The Act allows for a surrogacy arrangement to be entered into between a surrogate and one or two intended parents. Intended parents must be at least 25 years old at the time of entering the agreement, and must be Australian citizens or permanent residents. If there are two intended parents, they must be partners at the time of entering into the arrangement.  The Northern Territory law does not require a criminal history check or child protection order check to be undertaken in relation to any of the parties entering into the surrogacy arrangements. Currently, Victoria is the only jurisdiction in Australia that requires such background checks.

To make a parentage order, the Local Court must be satisfied that the surrogacy arrangement was entered into for either a medical reason (e.g. an inability to conceive, carry or bear a child, a risk to the life or health of the child, or a risk to the life or health of the mother) or a non-medical reason.
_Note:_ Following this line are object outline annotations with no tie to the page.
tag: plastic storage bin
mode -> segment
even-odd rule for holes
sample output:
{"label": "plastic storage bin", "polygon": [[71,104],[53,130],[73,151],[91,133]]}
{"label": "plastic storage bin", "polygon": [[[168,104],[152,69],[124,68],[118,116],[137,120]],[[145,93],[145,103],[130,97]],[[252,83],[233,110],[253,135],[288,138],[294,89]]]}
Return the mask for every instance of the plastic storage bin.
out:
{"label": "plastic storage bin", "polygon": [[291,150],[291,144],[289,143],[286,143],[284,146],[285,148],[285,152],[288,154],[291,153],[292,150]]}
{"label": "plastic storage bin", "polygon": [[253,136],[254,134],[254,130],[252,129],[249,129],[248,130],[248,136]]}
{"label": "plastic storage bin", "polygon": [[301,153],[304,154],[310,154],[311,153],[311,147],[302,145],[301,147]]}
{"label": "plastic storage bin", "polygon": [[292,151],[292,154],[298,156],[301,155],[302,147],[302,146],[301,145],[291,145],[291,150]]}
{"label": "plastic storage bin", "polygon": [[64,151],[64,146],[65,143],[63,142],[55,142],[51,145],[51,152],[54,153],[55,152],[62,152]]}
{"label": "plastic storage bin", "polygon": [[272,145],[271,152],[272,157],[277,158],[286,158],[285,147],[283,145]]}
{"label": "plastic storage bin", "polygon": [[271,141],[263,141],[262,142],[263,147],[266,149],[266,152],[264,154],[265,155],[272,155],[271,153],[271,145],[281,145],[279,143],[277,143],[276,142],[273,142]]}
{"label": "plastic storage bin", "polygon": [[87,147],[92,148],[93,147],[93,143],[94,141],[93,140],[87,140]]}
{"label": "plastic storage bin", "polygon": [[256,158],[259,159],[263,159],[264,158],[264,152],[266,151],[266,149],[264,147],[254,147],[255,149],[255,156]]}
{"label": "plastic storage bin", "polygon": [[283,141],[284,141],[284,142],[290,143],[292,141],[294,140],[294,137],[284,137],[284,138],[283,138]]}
Examples of non-medical reasons provided in the Explanatory Memorandum include “a male same-sex couple or a trans man who is physically able to become pregnant but for whom pregnancy would conflict with their gender identity”.

Measured against the reality, any claim that “the best interests of the child” have been prioritised in the Northern Territory’s new surrogacy law is clearly just empty rhetoric.

Children commissioned in surrogacy are subject to the whims of adults at every point: they are commissioned to satisfy an adult’s wish to acquire a child; they are gestated by a woman who plans to give them up and will not parent them; none of the adults involved in the surrogacy agreement is legally committed to take responsibility for them, leaving them at elevated risk of abandonment; further, surrogate children may be placed in the care of adults who have not been subject to any of the background checks that would normally apply in cases of adoption.

None of this is consistent with “the best interests of the child”. It is time for politicians to stop pretending otherwise. Whether altruistic or not, surrogacy laws facilitate the exploitation and commodification of women and children. If we are genuine about putting the needs of children first, then laws to facilitate surrogacy should not even be on the table.